Kemenparekraf juga melakukan supervisi agar pelaksanaan pembukaan dan penutupan PON bisa sesuai dengan CHSE, bebas Covid-19. Maka, pelaksanaan PON Papua berjalan dengan aman, karantina atlet, sistem bubble, integrasi sistem aplikasi Peduli Lindungi serta sinyal telekomunikasi yang baik.
"Ini ada empat kluster yakni Kota Jayapura, Kabupaten Jayapura, Kabupaten Mimika, dan Kabupaten Merauke. Kami harapkan Opening dan Closing PON XX bisa berlangsung lancar. Mari bersama bersatu padu sukseskan PON 20 Papua," kata Sandiaga Uno.
Sandiaga Uno mengungkapkan, pihaknya ingin ada elemen surprise, di tengah pandemi dan tantangan ekonomi, pelaksanaan PON XX bisa dikemas dengan inovasi terkini, ada pesan-pesan nilai luhur bangsa kita, persatuan kesatuan dan ketangguhan menghadapi pandemi Covid-19.
"Dengan semangat dari Timur Indonesia ada semangat baru agar Indonesia bisa bangkit kembali.

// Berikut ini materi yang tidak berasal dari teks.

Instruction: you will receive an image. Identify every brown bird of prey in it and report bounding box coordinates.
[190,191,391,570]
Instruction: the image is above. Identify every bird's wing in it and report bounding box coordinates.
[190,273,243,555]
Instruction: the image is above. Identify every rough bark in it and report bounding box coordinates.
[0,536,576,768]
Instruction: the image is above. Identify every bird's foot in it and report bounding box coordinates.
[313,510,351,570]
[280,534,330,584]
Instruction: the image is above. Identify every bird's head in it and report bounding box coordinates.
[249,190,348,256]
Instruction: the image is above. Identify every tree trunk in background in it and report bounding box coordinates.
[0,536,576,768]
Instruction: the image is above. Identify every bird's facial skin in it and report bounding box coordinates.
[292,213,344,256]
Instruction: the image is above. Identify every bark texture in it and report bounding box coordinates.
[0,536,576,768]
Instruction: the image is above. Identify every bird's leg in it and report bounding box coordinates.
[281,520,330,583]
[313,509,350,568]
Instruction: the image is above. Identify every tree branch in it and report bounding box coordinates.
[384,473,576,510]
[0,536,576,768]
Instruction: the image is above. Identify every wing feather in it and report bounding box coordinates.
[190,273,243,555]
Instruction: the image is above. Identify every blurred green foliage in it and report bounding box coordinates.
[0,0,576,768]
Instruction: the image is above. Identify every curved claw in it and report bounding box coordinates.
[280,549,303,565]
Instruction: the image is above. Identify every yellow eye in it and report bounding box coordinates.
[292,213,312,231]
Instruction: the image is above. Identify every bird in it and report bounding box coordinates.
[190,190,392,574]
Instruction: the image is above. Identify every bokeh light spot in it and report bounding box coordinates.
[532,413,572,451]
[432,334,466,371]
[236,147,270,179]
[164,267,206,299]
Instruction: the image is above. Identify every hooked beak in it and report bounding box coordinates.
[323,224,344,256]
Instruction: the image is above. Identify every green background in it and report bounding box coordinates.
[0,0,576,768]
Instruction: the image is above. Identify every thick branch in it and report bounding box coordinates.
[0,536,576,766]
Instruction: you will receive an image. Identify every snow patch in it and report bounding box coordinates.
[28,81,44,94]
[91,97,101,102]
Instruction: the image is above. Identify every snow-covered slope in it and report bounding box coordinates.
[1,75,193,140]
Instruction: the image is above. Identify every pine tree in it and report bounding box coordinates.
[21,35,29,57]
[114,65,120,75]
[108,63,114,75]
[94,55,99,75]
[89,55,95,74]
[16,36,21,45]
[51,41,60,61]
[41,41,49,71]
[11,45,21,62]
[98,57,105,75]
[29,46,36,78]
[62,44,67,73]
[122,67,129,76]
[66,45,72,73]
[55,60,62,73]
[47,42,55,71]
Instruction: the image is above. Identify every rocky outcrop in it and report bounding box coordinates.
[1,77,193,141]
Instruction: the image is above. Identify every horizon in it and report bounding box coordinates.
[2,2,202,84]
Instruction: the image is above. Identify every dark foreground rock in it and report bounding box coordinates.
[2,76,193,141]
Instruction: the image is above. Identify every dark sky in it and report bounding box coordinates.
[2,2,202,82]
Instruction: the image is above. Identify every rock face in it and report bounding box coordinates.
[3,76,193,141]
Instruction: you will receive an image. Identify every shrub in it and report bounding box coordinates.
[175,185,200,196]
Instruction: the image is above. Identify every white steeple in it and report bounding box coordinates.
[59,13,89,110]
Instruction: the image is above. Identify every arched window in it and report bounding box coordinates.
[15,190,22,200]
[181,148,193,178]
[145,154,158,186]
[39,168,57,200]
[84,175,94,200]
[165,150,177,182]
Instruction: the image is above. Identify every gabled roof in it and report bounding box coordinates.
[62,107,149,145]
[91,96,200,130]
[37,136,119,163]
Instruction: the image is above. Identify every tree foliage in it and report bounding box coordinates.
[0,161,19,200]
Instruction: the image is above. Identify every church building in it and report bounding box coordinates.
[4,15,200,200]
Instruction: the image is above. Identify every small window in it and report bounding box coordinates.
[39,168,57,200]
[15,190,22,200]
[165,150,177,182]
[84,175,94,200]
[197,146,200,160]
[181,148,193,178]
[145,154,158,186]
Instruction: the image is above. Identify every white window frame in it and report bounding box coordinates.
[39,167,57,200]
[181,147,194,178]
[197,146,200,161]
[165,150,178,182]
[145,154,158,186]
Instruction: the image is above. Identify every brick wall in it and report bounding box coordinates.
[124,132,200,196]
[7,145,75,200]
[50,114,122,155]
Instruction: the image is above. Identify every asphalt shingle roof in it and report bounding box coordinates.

Kita berharap ini bisa sesukses Asian Games maupun Olimpiade. Menampilkan pembukaan dan penutupan yang berkelas dunia dan dapat bersaing di tingkat internasional," kata Sandiaga Uno.
Lebih dari 3.000 orang terlibat dalam persiapan PON XX di stadion dan tersebar di berbagai lokasi. Menjadi pilot projects di masa pandemi. Seribu penari asli Papua, dengan artis lokal Papua. Koreografer Papua kita libatkan.